In USA, the First Amendment stands as a strong safeguard against the restriction of the freedom of speech and expression. Following a long history of judicial pronouncements on the legality of sedition, the US Supreme Court, in the case of Brandenburg v Ohio, held that mere advocacy against the government was not prohibited — not seditious unless and until such advocacy was directed towards inciting lawless action. Australia repealed the section on sedition in 2010.
Misuse by the State
While there is a clear and growing global consensus on the draconian nature of sedition laws, they are being used ex-tensively to curb the right to free speech in India. Activists, cartoonists and intellectuals have been arrested under this section, drawing criticism from liberals that it is being used to suppress dissent and silence critics. Jawaharlal Nehru University students and activists, Assamese scholar Hiren Gohain and Manipur journalist Kishorchandra Wangkhem are prominent among those booked in recent days.
As per this Section, a crime of sedition is committed when an individual through words, signs, visual representations or any other means causes hatred, contempt, disloyalty or feelings of enmity towards the lawfully established Government of India. It is punishable with three years in prison or a life term.
However, it is crucial to note that Section 124 A also contains two very important explanations that state that comments expressing strong disapproval of government measures or administration— with a view to bring about change through lawful means, without exciting or attempting to excite hatred, contempt or disaffection—does not amount to sedition.
The right to express dissent also finds mention in the Supreme Court’s seminal 1962 judgment in the case of Kedar Nath Singh v State of Bihar. In this case, the apex court clearly limited the scope of Section 124 A to only those that incite violence or public disorder. The court categorically held that comments—no matter how strongly worded—which express criticism or disapproval of the government, without creating an inclination to cause public disorder or acts of violence, would not amount to sedition.
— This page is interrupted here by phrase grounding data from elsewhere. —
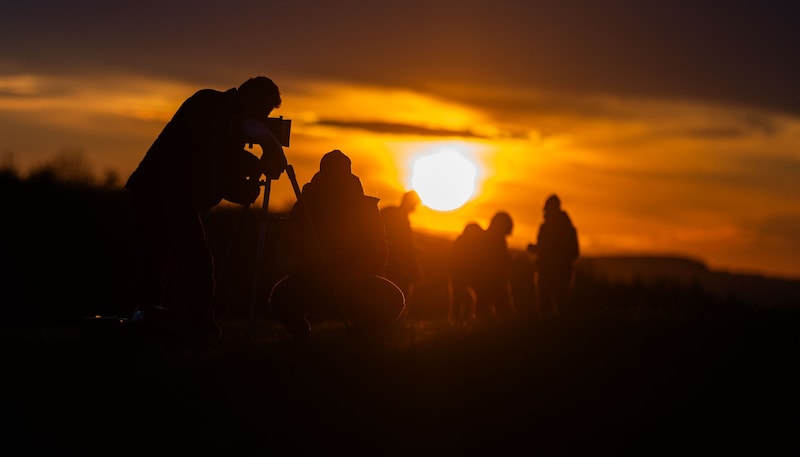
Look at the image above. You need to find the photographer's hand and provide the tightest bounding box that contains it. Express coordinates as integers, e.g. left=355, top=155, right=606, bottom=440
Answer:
left=223, top=177, right=261, bottom=205
left=242, top=119, right=287, bottom=179
left=259, top=137, right=287, bottom=179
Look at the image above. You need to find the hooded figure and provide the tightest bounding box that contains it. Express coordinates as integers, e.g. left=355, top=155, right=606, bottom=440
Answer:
left=531, top=194, right=579, bottom=315
left=269, top=150, right=405, bottom=338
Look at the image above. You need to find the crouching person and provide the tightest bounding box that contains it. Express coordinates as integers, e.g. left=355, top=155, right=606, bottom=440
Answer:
left=269, top=150, right=406, bottom=338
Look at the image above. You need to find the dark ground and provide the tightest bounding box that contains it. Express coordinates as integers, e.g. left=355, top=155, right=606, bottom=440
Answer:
left=2, top=171, right=799, bottom=455
left=4, top=308, right=799, bottom=456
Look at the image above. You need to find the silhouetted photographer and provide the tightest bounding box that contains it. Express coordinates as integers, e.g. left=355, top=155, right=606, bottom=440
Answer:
left=125, top=76, right=288, bottom=341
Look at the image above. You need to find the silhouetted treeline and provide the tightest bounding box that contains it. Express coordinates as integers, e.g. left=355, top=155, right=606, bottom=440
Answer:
left=1, top=167, right=796, bottom=325
left=0, top=166, right=136, bottom=323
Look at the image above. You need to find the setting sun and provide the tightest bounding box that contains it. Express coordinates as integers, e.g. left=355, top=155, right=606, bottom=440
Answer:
left=411, top=148, right=477, bottom=211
The court drew a clear line between expressing dissatisfaction about measures and acts of the government and engendering disloyalty to the country. The relevance and immutable nature of this judgment was reiterated by the Supreme Court in 2016 in the case of Common Cause v Union of India, where the court ordered the police to abide by the principles laid down in the Kedar Nath Singh case.
The right to freedom of speech which includes the right to dissent has been enshrined as a fundamental right under Article 19 (1)(a) in the Constitution of India. In Shreya Singhal v Union of India, the Supreme Court recognised that the right to freedom of speech and expression is “a cardinal value and of paramount importance” to safeguard India’s democracy.
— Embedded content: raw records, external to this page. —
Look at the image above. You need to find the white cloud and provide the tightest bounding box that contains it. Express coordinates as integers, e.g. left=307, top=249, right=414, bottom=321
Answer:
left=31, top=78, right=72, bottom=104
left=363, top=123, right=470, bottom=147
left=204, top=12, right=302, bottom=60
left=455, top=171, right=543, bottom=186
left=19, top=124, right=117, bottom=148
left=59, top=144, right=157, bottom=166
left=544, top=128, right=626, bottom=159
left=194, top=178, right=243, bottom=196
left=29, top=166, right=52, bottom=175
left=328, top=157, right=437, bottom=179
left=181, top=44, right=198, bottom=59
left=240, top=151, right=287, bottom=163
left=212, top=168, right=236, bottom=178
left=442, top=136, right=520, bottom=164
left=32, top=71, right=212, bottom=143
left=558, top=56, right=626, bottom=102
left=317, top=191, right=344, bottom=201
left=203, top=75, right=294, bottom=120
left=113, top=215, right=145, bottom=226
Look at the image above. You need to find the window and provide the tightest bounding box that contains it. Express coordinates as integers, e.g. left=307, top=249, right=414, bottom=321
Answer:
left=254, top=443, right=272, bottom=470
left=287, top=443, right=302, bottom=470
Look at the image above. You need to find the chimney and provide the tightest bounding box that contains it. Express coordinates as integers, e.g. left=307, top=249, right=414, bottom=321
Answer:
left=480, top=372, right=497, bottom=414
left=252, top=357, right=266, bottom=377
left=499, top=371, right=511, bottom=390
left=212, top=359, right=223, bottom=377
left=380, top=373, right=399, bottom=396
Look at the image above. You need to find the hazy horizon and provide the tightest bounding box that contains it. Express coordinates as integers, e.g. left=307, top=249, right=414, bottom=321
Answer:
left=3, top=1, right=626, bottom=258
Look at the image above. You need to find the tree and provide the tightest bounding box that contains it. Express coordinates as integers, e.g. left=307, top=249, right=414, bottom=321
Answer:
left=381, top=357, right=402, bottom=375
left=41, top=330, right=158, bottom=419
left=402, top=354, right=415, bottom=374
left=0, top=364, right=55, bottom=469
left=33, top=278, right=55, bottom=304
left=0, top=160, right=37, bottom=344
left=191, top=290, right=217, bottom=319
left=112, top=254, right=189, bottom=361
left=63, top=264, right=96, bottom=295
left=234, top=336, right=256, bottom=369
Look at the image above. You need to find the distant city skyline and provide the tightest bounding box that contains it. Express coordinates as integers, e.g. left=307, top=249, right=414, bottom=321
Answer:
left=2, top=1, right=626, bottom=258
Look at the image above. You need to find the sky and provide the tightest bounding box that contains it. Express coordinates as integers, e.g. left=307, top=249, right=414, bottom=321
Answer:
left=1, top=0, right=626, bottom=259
This right is however, subject to certain reasonable restrictions to protect India’s sovereignty, integrity, security, friendly relations with other states, public order, decency and morality and in cases of contempt of court, defamation or incitement to violence.
Though there are two caveats to sedition in the IPC, the Supreme Court’s judgment in the Kedar Nath Singh case and the Constitutional right to freedom of speech, it would be naïve to assume that these are adequate safeguards against the misuse of this law. Section 124 A has been used as a muzzling mechanism and as a weapon against a multitude of Indian citizens for activities—ranging from cheering for the opposition team in a cricket match; liking a Facebook post; and, to acts of criticising the government in any way.
It is against such a backdrop that the Law Commission, in a consultation paper released last year, had called for a reconsideration of the sedition section in the IPC.
Though latest data from the National Crimes Record Bureau shows that conviction rates for sedition are low, the negative impact of simply charging an individual are enormous. Once a case of sedition is filed, the individual is forced to give up his/her passport; becomes ineligible to apply for government jobs; and, would have to make multiple visits to the courts and bear the legal costs of proving his/her innocence, in addition to the damage done to the individual’s reputation in society.
Section 124 A has become a tool of harassment by ruling governments, rather than being a safeguard against truly disloyal and dangerous citizens. Members of Parliament have introduced multiple private bills advocating either for an amendment (to include the aspect of inciting violence) or repealing the law itself.
However, as sedition laws have been a tool of oppression for the ruling party against dissenting voices, we will continue to be one of the few countries in the world to persist with such an archaic law.